Although Iomega pioneered the Bernoulli Box, Zip drives don't use this technology. I believe that the reason is cost.

So, Iomega chose to place the heads in a Zip in direct contact with the disk surface, just as in an ordinary floppy. That's why running the drive continuously guarantees rapid wear of the media (and of the heads, eventually).

 
Also, the USB version with the translucent plastic case, clearly shows the heads being retracted before the disk spins down. So they don't seem to park anywhere. If that's correct, then the hardest wear on the drive is going to be access, not sleep.

 
Thanks for the corrections, Tom and Mac128. After posting, I recalled from the "Click of Death" stories that Zip drives have a head retract mechanism.
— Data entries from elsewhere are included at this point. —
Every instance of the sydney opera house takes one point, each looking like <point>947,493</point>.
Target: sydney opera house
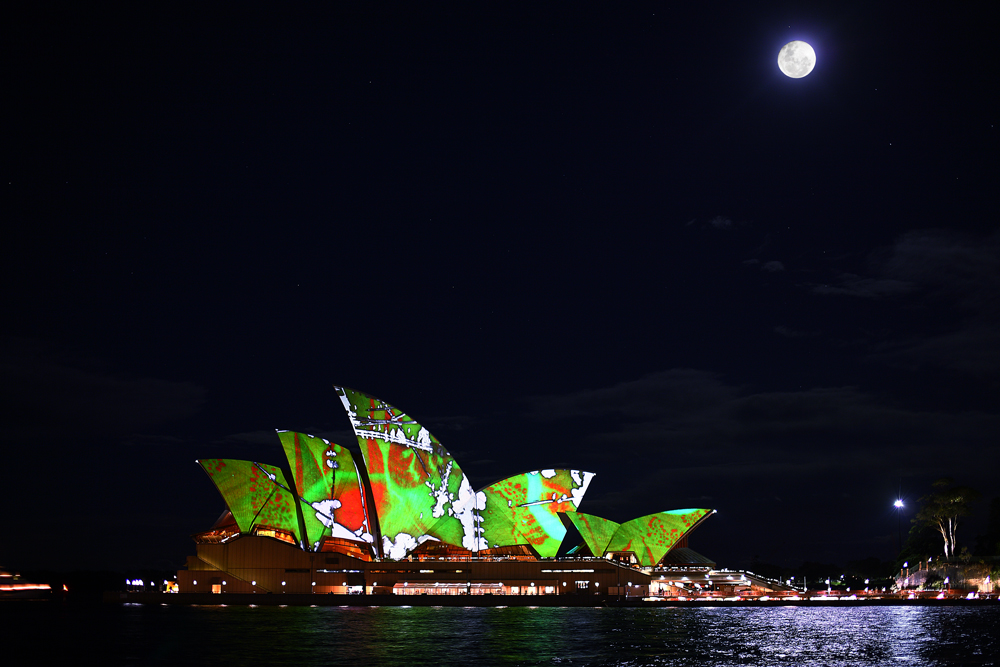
<point>404,519</point>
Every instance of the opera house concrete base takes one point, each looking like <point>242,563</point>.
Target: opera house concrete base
<point>608,601</point>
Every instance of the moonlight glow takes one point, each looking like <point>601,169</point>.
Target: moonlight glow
<point>796,59</point>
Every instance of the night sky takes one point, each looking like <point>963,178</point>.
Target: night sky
<point>610,239</point>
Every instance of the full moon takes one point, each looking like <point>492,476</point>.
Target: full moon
<point>796,59</point>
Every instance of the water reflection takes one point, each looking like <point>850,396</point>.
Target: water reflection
<point>154,634</point>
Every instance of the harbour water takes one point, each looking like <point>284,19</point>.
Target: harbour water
<point>228,636</point>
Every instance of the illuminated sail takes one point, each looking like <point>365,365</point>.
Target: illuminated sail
<point>420,492</point>
<point>596,532</point>
<point>651,537</point>
<point>329,488</point>
<point>524,509</point>
<point>256,493</point>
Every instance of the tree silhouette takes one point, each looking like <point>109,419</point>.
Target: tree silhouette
<point>943,509</point>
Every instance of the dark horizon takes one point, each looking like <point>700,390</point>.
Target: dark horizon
<point>619,240</point>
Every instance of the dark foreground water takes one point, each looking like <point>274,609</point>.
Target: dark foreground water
<point>230,636</point>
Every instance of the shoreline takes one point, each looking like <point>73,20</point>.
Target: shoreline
<point>332,600</point>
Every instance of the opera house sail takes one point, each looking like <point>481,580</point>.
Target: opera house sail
<point>331,521</point>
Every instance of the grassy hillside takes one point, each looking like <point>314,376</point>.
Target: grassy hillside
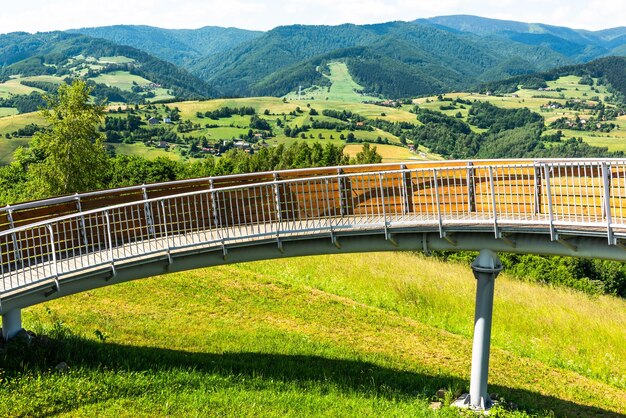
<point>342,87</point>
<point>345,335</point>
<point>559,91</point>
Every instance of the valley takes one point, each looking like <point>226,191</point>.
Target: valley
<point>376,334</point>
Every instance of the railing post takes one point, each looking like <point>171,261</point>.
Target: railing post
<point>405,189</point>
<point>11,323</point>
<point>83,228</point>
<point>167,240</point>
<point>494,208</point>
<point>342,198</point>
<point>110,241</point>
<point>553,235</point>
<point>148,210</point>
<point>17,248</point>
<point>471,187</point>
<point>54,256</point>
<point>606,181</point>
<point>382,197</point>
<point>537,182</point>
<point>439,216</point>
<point>278,208</point>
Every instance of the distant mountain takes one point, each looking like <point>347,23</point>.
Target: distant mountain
<point>576,44</point>
<point>609,70</point>
<point>394,59</point>
<point>54,53</point>
<point>178,46</point>
<point>420,54</point>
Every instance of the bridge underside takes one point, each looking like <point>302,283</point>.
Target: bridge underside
<point>424,240</point>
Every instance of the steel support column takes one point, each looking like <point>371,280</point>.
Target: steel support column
<point>11,323</point>
<point>486,268</point>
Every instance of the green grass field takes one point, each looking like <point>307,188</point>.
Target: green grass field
<point>13,86</point>
<point>140,150</point>
<point>7,111</point>
<point>8,147</point>
<point>120,79</point>
<point>345,335</point>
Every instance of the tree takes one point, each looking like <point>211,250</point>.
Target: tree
<point>368,155</point>
<point>72,154</point>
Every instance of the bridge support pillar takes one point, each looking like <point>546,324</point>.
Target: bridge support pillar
<point>11,323</point>
<point>486,268</point>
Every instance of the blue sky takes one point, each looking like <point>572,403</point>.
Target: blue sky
<point>45,15</point>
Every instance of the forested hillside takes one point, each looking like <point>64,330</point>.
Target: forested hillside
<point>178,46</point>
<point>610,71</point>
<point>393,59</point>
<point>54,53</point>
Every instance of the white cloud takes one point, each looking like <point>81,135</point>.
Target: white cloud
<point>42,15</point>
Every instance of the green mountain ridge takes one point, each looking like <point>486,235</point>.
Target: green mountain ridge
<point>409,51</point>
<point>178,46</point>
<point>393,59</point>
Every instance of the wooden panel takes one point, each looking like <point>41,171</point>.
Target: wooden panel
<point>100,201</point>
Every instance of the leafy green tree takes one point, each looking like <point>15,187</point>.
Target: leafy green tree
<point>368,155</point>
<point>72,157</point>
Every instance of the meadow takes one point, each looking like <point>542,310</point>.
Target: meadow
<point>343,335</point>
<point>343,87</point>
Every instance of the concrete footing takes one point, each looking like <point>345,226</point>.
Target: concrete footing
<point>11,323</point>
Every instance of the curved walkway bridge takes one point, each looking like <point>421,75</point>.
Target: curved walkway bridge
<point>56,247</point>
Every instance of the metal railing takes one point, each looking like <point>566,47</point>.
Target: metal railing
<point>577,196</point>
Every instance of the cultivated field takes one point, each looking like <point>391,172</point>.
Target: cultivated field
<point>343,87</point>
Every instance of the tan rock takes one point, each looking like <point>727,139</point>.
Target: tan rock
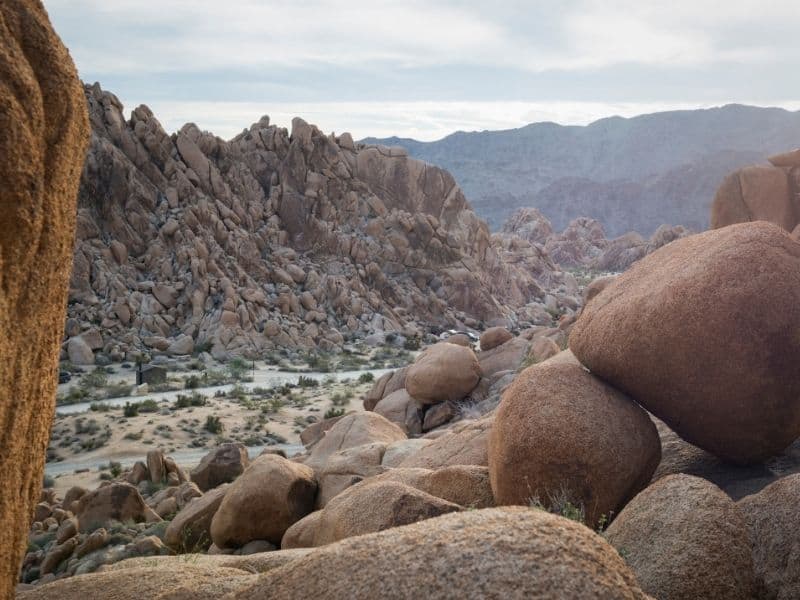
<point>714,383</point>
<point>771,518</point>
<point>374,506</point>
<point>353,430</point>
<point>269,497</point>
<point>474,554</point>
<point>301,534</point>
<point>684,538</point>
<point>222,465</point>
<point>562,435</point>
<point>443,372</point>
<point>117,502</point>
<point>494,337</point>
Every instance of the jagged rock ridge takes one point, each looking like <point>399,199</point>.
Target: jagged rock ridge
<point>275,240</point>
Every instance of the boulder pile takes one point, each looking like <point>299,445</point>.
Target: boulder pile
<point>275,240</point>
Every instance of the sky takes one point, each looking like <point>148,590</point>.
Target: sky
<point>427,68</point>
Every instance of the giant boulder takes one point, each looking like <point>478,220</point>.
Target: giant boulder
<point>44,132</point>
<point>562,435</point>
<point>704,334</point>
<point>443,372</point>
<point>492,553</point>
<point>272,494</point>
<point>684,538</point>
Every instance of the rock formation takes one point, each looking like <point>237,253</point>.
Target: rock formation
<point>274,240</point>
<point>43,137</point>
<point>583,242</point>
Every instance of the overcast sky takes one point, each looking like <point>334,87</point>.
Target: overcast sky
<point>424,69</point>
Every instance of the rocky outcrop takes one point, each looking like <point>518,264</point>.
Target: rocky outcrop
<point>760,193</point>
<point>43,137</point>
<point>271,495</point>
<point>507,553</point>
<point>562,436</point>
<point>584,244</point>
<point>701,334</point>
<point>274,239</point>
<point>684,538</point>
<point>771,518</point>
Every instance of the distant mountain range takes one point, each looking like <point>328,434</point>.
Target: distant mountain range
<point>629,174</point>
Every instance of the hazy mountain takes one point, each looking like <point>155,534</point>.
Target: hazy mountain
<point>630,174</point>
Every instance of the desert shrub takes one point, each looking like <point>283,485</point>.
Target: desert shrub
<point>213,424</point>
<point>306,382</point>
<point>334,412</point>
<point>237,368</point>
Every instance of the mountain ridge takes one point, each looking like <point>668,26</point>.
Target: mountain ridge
<point>640,172</point>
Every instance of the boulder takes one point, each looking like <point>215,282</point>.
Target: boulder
<point>684,538</point>
<point>301,534</point>
<point>464,445</point>
<point>465,485</point>
<point>561,435</point>
<point>117,502</point>
<point>314,432</point>
<point>190,529</point>
<point>755,194</point>
<point>79,352</point>
<point>786,159</point>
<point>401,409</point>
<point>222,465</point>
<point>272,494</point>
<point>443,372</point>
<point>174,580</point>
<point>347,468</point>
<point>771,518</point>
<point>494,337</point>
<point>155,465</point>
<point>508,356</point>
<point>728,383</point>
<point>353,430</point>
<point>374,506</point>
<point>492,553</point>
<point>397,452</point>
<point>182,345</point>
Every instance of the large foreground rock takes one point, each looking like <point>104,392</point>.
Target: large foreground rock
<point>271,495</point>
<point>373,506</point>
<point>684,538</point>
<point>703,333</point>
<point>443,372</point>
<point>772,521</point>
<point>562,435</point>
<point>44,131</point>
<point>494,553</point>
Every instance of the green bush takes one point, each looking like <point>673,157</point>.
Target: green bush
<point>213,425</point>
<point>305,382</point>
<point>237,368</point>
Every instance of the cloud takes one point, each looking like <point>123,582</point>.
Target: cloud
<point>426,121</point>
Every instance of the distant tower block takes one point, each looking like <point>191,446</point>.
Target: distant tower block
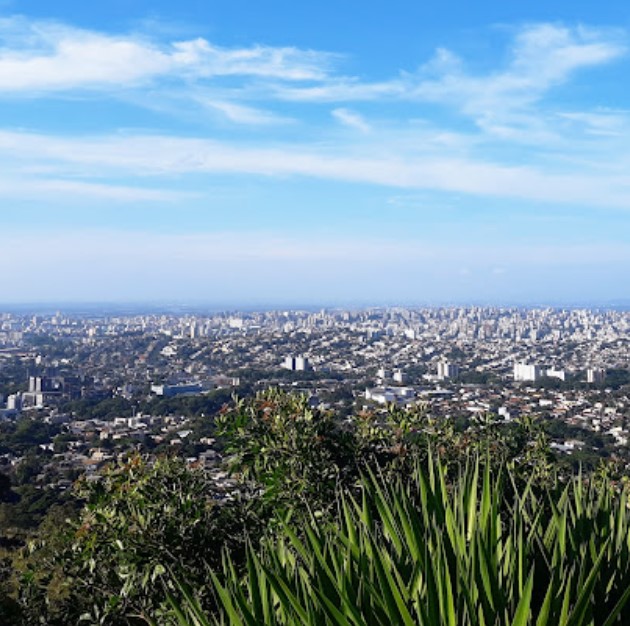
<point>595,376</point>
<point>447,370</point>
<point>526,372</point>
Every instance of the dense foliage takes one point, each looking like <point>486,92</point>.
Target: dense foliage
<point>386,516</point>
<point>429,550</point>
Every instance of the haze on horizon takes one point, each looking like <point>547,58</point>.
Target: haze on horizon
<point>269,153</point>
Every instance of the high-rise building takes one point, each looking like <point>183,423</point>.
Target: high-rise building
<point>526,372</point>
<point>447,370</point>
<point>595,376</point>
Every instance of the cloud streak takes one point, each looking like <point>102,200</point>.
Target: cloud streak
<point>39,57</point>
<point>151,156</point>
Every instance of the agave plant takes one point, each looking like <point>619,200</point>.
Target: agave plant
<point>479,549</point>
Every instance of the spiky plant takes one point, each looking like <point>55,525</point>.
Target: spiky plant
<point>480,549</point>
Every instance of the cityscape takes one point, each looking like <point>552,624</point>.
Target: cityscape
<point>568,367</point>
<point>314,313</point>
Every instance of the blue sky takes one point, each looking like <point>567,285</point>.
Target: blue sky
<point>241,152</point>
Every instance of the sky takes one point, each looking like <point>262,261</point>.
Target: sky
<point>246,153</point>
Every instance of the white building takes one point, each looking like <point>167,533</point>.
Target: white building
<point>526,372</point>
<point>447,370</point>
<point>595,375</point>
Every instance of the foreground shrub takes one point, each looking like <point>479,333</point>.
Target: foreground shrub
<point>482,550</point>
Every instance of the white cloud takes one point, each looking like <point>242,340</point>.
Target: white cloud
<point>159,155</point>
<point>51,189</point>
<point>543,57</point>
<point>351,119</point>
<point>44,56</point>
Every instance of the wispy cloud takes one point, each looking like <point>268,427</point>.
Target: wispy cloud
<point>158,155</point>
<point>39,57</point>
<point>242,114</point>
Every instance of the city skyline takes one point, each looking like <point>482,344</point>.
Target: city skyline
<point>243,154</point>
This article confirms Tom's statement that the Zip isn't Bernoulli:

http://www.byte.com/art/9508/sec11/art9.htm

Unfortunately, we are still stuck with the riddle about when it is best to sleep a Zip drive. Disk head land off and take off is certain to cause media wear, but so does constant access. If you use your Zip cartridge as a Mac system disk, inevitably some cylinders/sectors will be accessed more frequently. Does the Iomega algorithm for disk access versus wear account for use as a system disk?

 
I don't think that there is any wear-leveling going on in a zip. First, it would almost certainly require the cooperation of the OS to do so, and performance would suffer as well. Given how slow the zip is to begin with, the designers were probably reluctant to implement anything that increased access times.

That's just pure speculation on my part, of course.

 
Tom, I was thinking about OS level software.

In spite of my distaste for Iomega's software, I was prepared to reconsider it, should it provide longer disk or head life. If using an Iomega system level driver extended life of either, it would be worth investigating further how to use this on a 68K Mac/System 6 or earlier. By definition, a system level driver understands the OS and can store information about the usage pattern of a cartridge on the individual cartridge or on the system disk. Given the general smartness of Iomega's developers, I guess that they considered that idea and many others.

 
I'm having a hard time finding the iomega tools for system 6. I can only find a version for System 7 and later. Does anyone have a link to Iomega's zip tools that works with system 6?

Thanks,

Nathan

 
You need version 4.2.1 for the Mac Plus, 4.3 starts with the SE. I think 5.x cuts off System 6. Either way, drop me a PM and I'll copy 4.x over from a Zip and send it to you. Let me know what you want to use it with.